Examination of Witness (Questions 60 -
65)
TUESDAY 13 JULY 1999
MR ARCHY
KIRKWOOD MP
60. About 3 o'clock? 4 o'clock? Something like
that?
(Mr Kirkwood) I think probably about 4 o'clock.
61. Obviously she felt she had got a scoop having
spoken to you because of the reports
(Mr Kirkwood) I would contest that, because these
two paragraphs were buried at paragraphs 4 and 5of an eight-paragraph
report which was about something else, so there was no scoop involved.
She did not think she was being told anything at all. She thought
she was getting a discussion about the general programme and she
wrote a lot of things down about what our other activities and
plans were for a visit we were planning at that stage. There was
no sense that she was running to a telephone and started shouting,
"Hold the front page", it was a completely matter of
fact conversation which turned up in paragraphs deeply buried
in a report about some other difficulties the Government was having
at the time. I considered they were filler paragraphs rather than
anything else. Why was it none of the Committee noticed them until
half way through the day on Wednesday the 10th?
62. You received the amendments from Chris Pond
on the 9th. At what time of day did you see those amendments?
(Mr Kirkwood) The system is that the amendments would
be lodged with the Committee Clerk in the office, they were not
handed to me. The way my Committee works is that amendments are
never handed to meI do not think people would trust me
with them, I would probably lose themso there is a system
whereby members are encouraged to make sure the Select Committee
office at Millbank are provided with any amendments they want
to move. I understand that was what happened on this occasion
but I could not tell you at what stage in the day because I genuinely
do not know.
63. You have said that you did not consider
that any of this was substantial interference with the Select
Committee system, if Don Touhig got the draft before the Committee
met would you consider that to be a substantial interference?
Do you feel the timing is crucial to this, whether Don Touhig
got the Report before the Committee met on the day or after?
(Mr Kirkwood) I think what I am saying is that the
only circumstances in which a substantial interference could have
occurred, in the facts and circumstances as I know them, would
have been if the act of a Member of my Committee handing a draft
copy of the Select Committee Report to Don Touhig had direct consequence
in feeding through to the 40 amendments that Chris Pond subsequently
tabled. I do not believe that these two events were connected
in any way. I believe that Chris Pond would have moved those amendments,
whether Don Touhig had received a copy of the Report or not. I
think that my knowledge of Chris Pond's experience of the subjectthe
general demeanour and the way he conducts himself in the Committee,
he is a technical expert in this area -he was perfectly able to
work up the content of these amendments and move them in the effortless
way that he did. I think if someone had come along and taken a
draft of the Report, rushed to the Treasury, got experts in the
Department to work up a series of 40 amendments and handed them
to Chris Pond, I think he would have struggled, maybe not for
the first five but when he got to amendment 37 and I was pushing
him to get on I think he would have started saying: "Now,
what is this one about? What is the purpose of this amendment".

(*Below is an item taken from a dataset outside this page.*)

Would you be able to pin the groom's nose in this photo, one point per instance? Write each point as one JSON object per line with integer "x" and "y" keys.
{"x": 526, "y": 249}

He never for a moment hesitated. So I do not think that the two
events were related. The serious interference would have occurred
if the handing over of the Reportbecause we know that happened
because the Chancellor tell us sohad anything to do with
the amendments that Chris tabled. Subject to this
64. You only feel it is a substantial interference
if amendments which have come from a Department are tabled?
(Mr Kirkwood) Yes.
65. You do not consider that the leak itself
was an interference or briefing the press?
(Mr Kirkwood) I think the two things are in different
categories but we take them one at a time. Certainly I believe
that the act of handing the Reportwhich we know happenedDon
Touhig must know who gave him it, and he must know when he was
given it and he must know why he was given it, these are questions
for him to answer because he refused to answer these questions
when I wrote to him and asked him to address these points. Certainly
the handing of the document is an offence under the Standing Orders.
It is a serious offence. It creates precedents and I think that
these things cannot be ignored. Although I say that I do not think
the two events were connectedthe Pond amendments and the
handing over of the Report to Don Touhigcertainly I think
the atmosphere in the Committee has deteriorated as a result of
the inevitable work that the Committee now has to do to go through
this leak inquiry. So it has had that impact on the work of the
Committee and it creates difficulties for you as a Committee trying
to judge whether this is a precedent that needs to be handled
in a particular way. The one thought I want to leave with you
clearly is that my opinion, for what it is worth, is that Chris
Pond was not suborned by Don Touhig or anybody else when he tabled
the amendments that he did. That is my opinion. I have no way
of being able to prove it either way but that is my own judgment
on the matter.
Chairman: Thank you, Archy, for coming
along and answering our questions today. Thank you very much.